Arora claims our fungophobia came -- like bowl cuts and breakfast links -- from the British, who believed mushrooms were nutritionally worthless and perhaps hostile by design.

The Roman Stoic Seneca may have rather poetically dubbed them a "voluptuous poison," but for thousands of years, in less fearful cultures, mushrooms have been used in the crafting of folk medicines. Lest that fact be relegated to the territory of bubbling cauldrons, pockmarked witches, and spooky incantations, more recent research has linked some of the same mushrooms with cancer-fighting properties, anti-pathogenic activity, and immune system enhancement. Penicillin, along with many other famous pharmaceuticals, comes from the fungi kingdom. Nutritionally, mushrooms are no sweet potatoes, yet many are still high in fiber and provide vitamins like thiamine, riboflavin, niacin, and ascorbic acid -- as well as minerals such as potassium and phosphorus. Exempting those that kill you or make you crazy for six hours, wild mushrooms can, as most readers are very aware, be extremely delicious. Chanterelles are buttery and subtle; fresh porcini are robust and nutty, excellent roasted, or in salads with Parmigiano-Reggiano shavings and pine nuts; lion's mane mushrooms are furry and high-strung, delicate, with a mild, almost seafood-like taste -- especially nice folded into an omelette. The possibilities are nearly limitless, and most dedicated eaters and chefs prize their special qualities and bountiful culinary applications.

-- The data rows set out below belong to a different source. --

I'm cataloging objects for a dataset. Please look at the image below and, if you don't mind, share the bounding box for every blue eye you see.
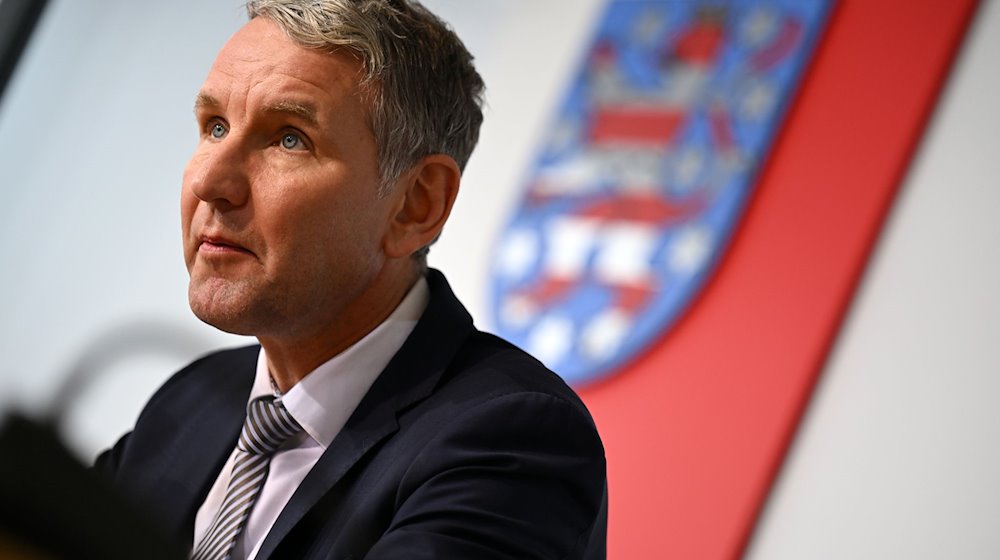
[281,132,302,150]
[208,123,226,139]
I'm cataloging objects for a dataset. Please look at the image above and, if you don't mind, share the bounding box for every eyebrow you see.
[194,92,319,127]
[194,91,222,111]
[264,101,319,127]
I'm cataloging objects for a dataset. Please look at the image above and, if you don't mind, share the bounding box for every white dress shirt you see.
[194,278,430,559]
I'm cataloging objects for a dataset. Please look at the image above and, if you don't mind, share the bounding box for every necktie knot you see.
[239,396,302,456]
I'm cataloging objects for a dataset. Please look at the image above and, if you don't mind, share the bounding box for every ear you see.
[384,154,462,258]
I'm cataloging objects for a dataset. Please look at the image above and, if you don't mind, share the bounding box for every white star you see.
[580,309,632,361]
[668,226,712,274]
[496,228,539,280]
[528,315,574,368]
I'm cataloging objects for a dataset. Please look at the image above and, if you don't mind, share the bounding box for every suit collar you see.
[257,269,473,559]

But lore is stacked against mushrooms -- and not just because a few of them are quite dangerous. Historically, mystery and sheer perceived strangeness have had as much to do with the stigmas surrounding their consumption as the bloating, vomiting, and painful death certain varieties tend to cause. In medieval Ireland, people thought leprechauns used them as umbrellas. The ancient Egyptians believed mushrooms were the sons of gods, zapped to earth on tremendous bolts of lightning. The English imagined they had to be gathered under a full moon in order to be eaten safely. Mushrooms are weird: fragile, oddly luminous products of darkness and moisture that spring up unannounced -- like magic -- in woodsy crevices. That may have been why people were once so alarmed by them. They don't grow like wild and cultivated plants. Centuries ago, in Western Europe, mushrooms were sketchy pagan symbols, ominous harbingers of supernatural forces -- particularly when they were discovered suddenly sprouting in circular "fairy ring" colonies. Today, from Victorian paintings and Alice's Adventures in Wonderland to Fantasia and the distinctive cap-and-stem-like cloud that forms in the wake of a massive explosion, mushrooms are iconic, but not a food with universal appeal.

Last week, when my pre-kindergarten class was making its weekly foray through the Ferry Building, we stopped at the Far West Fungi store. We'd been there on other occasions, to scope the spore logs and posters, but I was freshly inspired. I'd made very good use of the season's offerings the night before -- skillet-browned porcini, king trumpet, chanterelle, and oyster mushrooms on a crispy pizza with thyme and Bellwether Farms Crescenza -- and was wondering how their bizarre shapes, fetching names, and earthy flavors would go over with the kids. I arranged a few raw ones on the art table for them to draw -- lion's mane, chanterelle, trumpet, and oyster -- and sliced and sauteed the rest in butter with a pinch of salt while the children napped. An hour later, for snack, in addition to cheese and crackers, I passed a plate with four glistening beige-and-brown mounds for them to sample.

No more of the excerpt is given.